许多(伪)随机数生成器生成一个随机数介于0.0和1.0之间。数学上在这个范围内有无数的数字,但 double 是一个浮点数,因此有一个有限的精度。



所以问题是:


  1. 只有几个 double 0.0和1.0?

  2. 1到2之间的数字是多少?在100到101之间?在10 ^ 100和10 ^ 100 + 1之间?

注意:如果它有所作为,我对Java的定义感兴趣 double 特别是。

解决方案

Java double 在格式,因此他们有52位分数;在两个相邻的两个权力之间(包括一个而不是另一个)的两个权力之间,因此将有2到52的权力不同 double s(即他们的4503599627370496 )。例如,这是不包括在0.5包含和1.0之间的不同的 double 的数量,而且还有很多也包括在1.0包含和2.0之间的排除,等等。 >

在0.0和1.0之间计算双打比两者之间的权力更难,因为有两个权力包含很多权力在这个范围内,还有一个人陷入了非正规化数字的棘手问题。指数的11位中有10位覆盖了所讨论的范围,因此,包括非规范化数字(我认为几种 NaN ),您将具有1024次 double s在两个幂之间 - 不超过 2 ** 62 。排除非正规化&C,我相信这个数字将是1023倍 2 ** 52



范围就像100到100.1,它更加困难,因为上限不能被正确地表示为一个 double (不是任何两个权力的确切倍数)。作为一个方便的近似,由于两个幂的进化是线性的,你可以说所述范围是两个周围力量之间的距离(64),所述范围是 0.1 / 64

 (0.1 / 64)* 2 ** 52 

distinct double s - 来到 7036874417766.4004 ...给或取一或两个; - )。
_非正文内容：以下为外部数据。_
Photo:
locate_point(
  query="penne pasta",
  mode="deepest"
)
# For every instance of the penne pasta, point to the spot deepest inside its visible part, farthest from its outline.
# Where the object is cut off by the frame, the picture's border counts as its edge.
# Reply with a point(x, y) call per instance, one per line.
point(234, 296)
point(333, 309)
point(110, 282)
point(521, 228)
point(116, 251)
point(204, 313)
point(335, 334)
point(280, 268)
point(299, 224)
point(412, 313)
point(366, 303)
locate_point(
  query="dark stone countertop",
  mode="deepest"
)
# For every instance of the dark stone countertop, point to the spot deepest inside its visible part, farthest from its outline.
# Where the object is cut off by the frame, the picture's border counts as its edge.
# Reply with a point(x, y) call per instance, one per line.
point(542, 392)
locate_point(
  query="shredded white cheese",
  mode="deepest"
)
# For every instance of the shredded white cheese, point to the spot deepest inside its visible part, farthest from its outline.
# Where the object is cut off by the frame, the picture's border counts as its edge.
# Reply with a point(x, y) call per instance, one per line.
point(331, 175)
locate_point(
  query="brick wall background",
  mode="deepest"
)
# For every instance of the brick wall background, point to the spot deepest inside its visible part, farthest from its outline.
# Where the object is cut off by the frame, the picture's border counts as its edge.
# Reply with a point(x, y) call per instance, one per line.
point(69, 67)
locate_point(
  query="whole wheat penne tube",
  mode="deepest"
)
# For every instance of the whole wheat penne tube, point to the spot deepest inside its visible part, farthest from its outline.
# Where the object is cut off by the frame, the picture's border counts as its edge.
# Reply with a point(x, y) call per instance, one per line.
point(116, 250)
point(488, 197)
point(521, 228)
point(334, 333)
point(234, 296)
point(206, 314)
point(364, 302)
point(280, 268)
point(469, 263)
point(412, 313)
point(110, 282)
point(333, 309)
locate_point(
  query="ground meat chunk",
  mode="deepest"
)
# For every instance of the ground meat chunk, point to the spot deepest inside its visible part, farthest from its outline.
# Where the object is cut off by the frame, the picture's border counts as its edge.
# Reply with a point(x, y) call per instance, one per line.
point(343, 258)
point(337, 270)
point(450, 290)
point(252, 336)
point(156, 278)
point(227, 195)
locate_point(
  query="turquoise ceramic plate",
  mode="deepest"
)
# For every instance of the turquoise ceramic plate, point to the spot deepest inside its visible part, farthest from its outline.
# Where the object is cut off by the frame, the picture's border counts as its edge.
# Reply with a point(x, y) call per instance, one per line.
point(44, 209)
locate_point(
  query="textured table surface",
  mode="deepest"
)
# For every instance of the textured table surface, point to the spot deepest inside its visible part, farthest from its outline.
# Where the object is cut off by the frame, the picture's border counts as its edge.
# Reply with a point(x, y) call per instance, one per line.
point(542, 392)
This is something that's been on my mind for years, but I never took the time to ask before.

Many (pseudo) random number generators generate a random number between 0.0 and 1.0. Mathematically there are infinite numbers in this range, but double is a floating point number, and therefore has a finite precision.

So the questions are:

  1. Just how many double numbers are there between 0.0 and 1.0?
  2. Are there just as many numbers between 1 and 2? Between 100 and 101? Between 10^100 and 10^100+1?

Note: if it makes a difference, I'm interested in Java's definition of double in particular.

解决方案

Java doubles are in IEEE-754 format, therefore they have a 52-bit fraction; between any two adjacent powers of two (inclusive of one and exclusive of the next one), there will therefore be 2 to the 52th power different doubles (i.e., 4503599627370496 of them). For example, that's the number of distinct doubles between 0.5 included and 1.0 excluded, and exactly that many also lie between 1.0 included and 2.0 excluded, and so forth.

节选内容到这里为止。